Commonly used terms to describe geological features is also provided in the overview section.
Warning signs of slope instability are then displayed. Warning signs are divided into geological, hydrogeological and mining conditions. A verbal description is provided for each warning sign, and then accompanied by either video or still footage so visuals of warning signs are also provided.
Video 1 is approximately 14 minutes in duration.
Video 2: Geotech Hazard Awareness for Mine Supervisors
Video 2 is an extension of video 1, with new sections added describing Types of Failures and Typical Controls.
Type of failures are described by slope category, i.e. failure in excavated or dumped slope. Types of failures described include planar, wedge, toppling and composite failures in excavated slopes. Active-passive wedge failures in dumped slopes. And circular and isolated rock falls in both excavated and dumped slopes.
Typical controls are then listed to provide guidance on how to effectively manage a geotechnical hazard. Controls are described using the hierarchy system of elimination, engineering, separation and administration.
Slope monitoring techniques are also discussed in detail.
Video 2 also describes typical processes and systems open cut mines have in place to identify and control geotechnical risk. These include descriptions of Standard Work Procedures, Standard Operating Procedures, Principal Hazard Management Plans and Trigger Action Response Plans that outline the minimum actions and responses for normal and elevated risk states relating to geotechnical hazards.
Video 2 is approximately 21 minutes in duration.
Video 3: Types of Failures and Typical Controls
Video 3 is made of the sections describing Types of Failures and Typical Controls that are added included in Video 2. These can be viewed as a standalone video, which is approximately 8 minutes in duration.
Video 4: Geotech Hazard Awareness for Mine Planning
Video 4 focuses on the function of a geotechnical engineer within the Mine Planning (or Technical Services) Department.
Legislation requires slope designs to meet appropriate standards to protect the safety of personnel working in and around coal mine slopes. On an open cut mine, geotechnical engineers are responsible for ensuring mine designs meet industry standards.

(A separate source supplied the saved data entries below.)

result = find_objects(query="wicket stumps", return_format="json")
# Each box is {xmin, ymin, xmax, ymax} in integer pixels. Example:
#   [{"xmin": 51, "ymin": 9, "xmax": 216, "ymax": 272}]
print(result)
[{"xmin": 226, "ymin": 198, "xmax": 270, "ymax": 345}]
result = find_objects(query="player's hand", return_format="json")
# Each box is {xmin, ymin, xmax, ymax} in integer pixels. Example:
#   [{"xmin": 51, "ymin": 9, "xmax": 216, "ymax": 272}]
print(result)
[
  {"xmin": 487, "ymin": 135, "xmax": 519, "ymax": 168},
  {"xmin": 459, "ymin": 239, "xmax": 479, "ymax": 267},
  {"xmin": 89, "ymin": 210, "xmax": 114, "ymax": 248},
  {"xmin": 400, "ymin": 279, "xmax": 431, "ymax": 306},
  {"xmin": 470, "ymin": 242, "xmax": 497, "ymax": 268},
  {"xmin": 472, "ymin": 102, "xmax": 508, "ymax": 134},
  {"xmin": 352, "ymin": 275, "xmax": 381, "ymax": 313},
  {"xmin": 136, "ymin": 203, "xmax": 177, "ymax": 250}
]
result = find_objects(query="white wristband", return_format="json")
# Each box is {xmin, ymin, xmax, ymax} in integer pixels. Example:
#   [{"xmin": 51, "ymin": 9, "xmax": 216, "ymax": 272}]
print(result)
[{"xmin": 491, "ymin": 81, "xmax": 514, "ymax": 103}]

This video describes how a geotechnical engineer applies and analyses survey, geology, groundwater and mine designs into the geotechnical process. And further details what geological, structural, hydrogeological, geomechanical and spatial data is required to provide exploration geologists a sound understanding of why certain data is being requested and what detail is required when this data is first being collected in the field.
An overview of the four main types of geotechnical assessment completed by a geotechnical engineer is also given. These include empirical, kinematic, analytical (limit equilibrium) and numerical analysis.
Video 4 describes how important it is for the geotechnical engineer to receive the technical information they require in a timely manner to ensure there is adequate time to review, change or optimise slope designs to comply with safety, economic and equipment constraints.
Video 4 is approximately 16 minutes in duration.
Four new videos are presented to the coal mining industry as a practical resource to increase the awareness of geotechnical hazards in an open cut coal mining environment.
The new videos and their content have different target audiences. These include videos 1, 2 and 3 which have primarily produced for mine operators and supervisors to identify and manage geotechnical risk. Video 4 has been produced primarily for technical personnel in Mine Planning Departments to describe the function of a geotechnical engineer and geotechnical data requirements in the mine design process. And all four videos are suitable for universities as teaching material to encourage undergraduate engineering students to pursue a career in mining.
The video format provides industry a consistent training experience. It is further cost-effective and flexible in that videos can be paused, rewound or replayed on demand.
Where serious injury, fatalities and extensive production delays can result from unplanned slope failure and/or rockfall events, hazard awareness training can substantially reduce the likelihood and consequence of slope failure.
A great safety initiative – congratulations to Dr Alison McQuillan, Professor Ismet Canbulat and Mr Mark Coombe!